The lack of such vital services has primarily been due to the community not showing real ownership. Settlers in my community generally don’t like the idea of spending money in order to access utilities, convinced that they should be provided freely by the state.
So they go through their days thinking and acting as if they are still back in the village. This also means a blatant disregard for the rule of law and unnecessarily penalises honest and hardworking ratepayers.
Recently a water committee was set up to take care of a common water tap. Users were required to pay a minimum fee of K15 per month to allow them to fetch water from the tap. It can be as high as K30 a month depending on the size of the family.
Given that I have a pretty large family that consists of my wife and son, two younger siblings, my parents, my sister, her husband and her son, I normally pay K15-20 per month.
We pay but most of the settlers don’t, assuming the committee is collecting the rent for its own personal use. Yet when they need water, they resort to the tap. The money goes on beer, music, drugs and gambling.
The paradox of most PNG settlement is that, although they have become safe havens for social disorder, politicians don’t have the courage to make hard decisions to deal with the problems.
It has been shown time and again that settlements play a major part in determining the outcome of general elections in urban constituencies. So even though they are a problem to development, getting rid of them is a political challenge.

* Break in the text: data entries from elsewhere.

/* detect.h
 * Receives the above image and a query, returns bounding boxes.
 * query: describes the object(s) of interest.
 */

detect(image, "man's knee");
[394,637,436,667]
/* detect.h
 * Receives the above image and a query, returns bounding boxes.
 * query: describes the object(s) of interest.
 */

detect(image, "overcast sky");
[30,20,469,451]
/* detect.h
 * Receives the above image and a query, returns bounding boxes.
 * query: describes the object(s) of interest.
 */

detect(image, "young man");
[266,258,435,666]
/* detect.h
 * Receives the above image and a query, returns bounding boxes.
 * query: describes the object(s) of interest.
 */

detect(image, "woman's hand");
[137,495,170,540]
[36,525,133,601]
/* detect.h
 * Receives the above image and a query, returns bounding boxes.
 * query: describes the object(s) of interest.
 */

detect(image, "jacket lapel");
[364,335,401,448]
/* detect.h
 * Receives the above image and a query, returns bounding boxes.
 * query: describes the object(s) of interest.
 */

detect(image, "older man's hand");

In future this will become more evident as rapid rural-urban migration, the housing crisis and lack of state-owned land will increase the number of squatter settlements in Port Moresby. And they are very troubled places. Most of the unemployed labour force indulges in non-productive activities that add little benefit to the fabric of our country.

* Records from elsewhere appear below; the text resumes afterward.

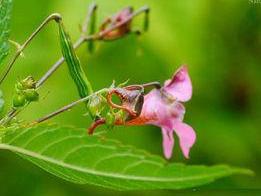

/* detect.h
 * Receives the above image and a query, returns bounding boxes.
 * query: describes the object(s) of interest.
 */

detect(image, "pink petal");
[161,127,174,159]
[164,66,192,102]
[173,121,196,158]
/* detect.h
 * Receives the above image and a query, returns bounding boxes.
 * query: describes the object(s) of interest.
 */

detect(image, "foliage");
[0,125,251,190]
[0,0,12,65]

As the pace of development increases in cities like Port Moresby and Lae attracting more rural people to the bright lights, more beer will be consumed, the music will get louder, more youths will have their brains fried by marijuana and more kandis (card playing) will divert the idle.
This will accumulate to more social problems yet it is unlikely our politicians will be prepared to take a tougher stance on cleaning up these issues.
Instead, in an attempt to protect their electoral base, they will play things safe and nothing will change.
What we have then is a developmental paradox that will not need fancy policies and complicated laws but simple straight forward steps that a settler knows best.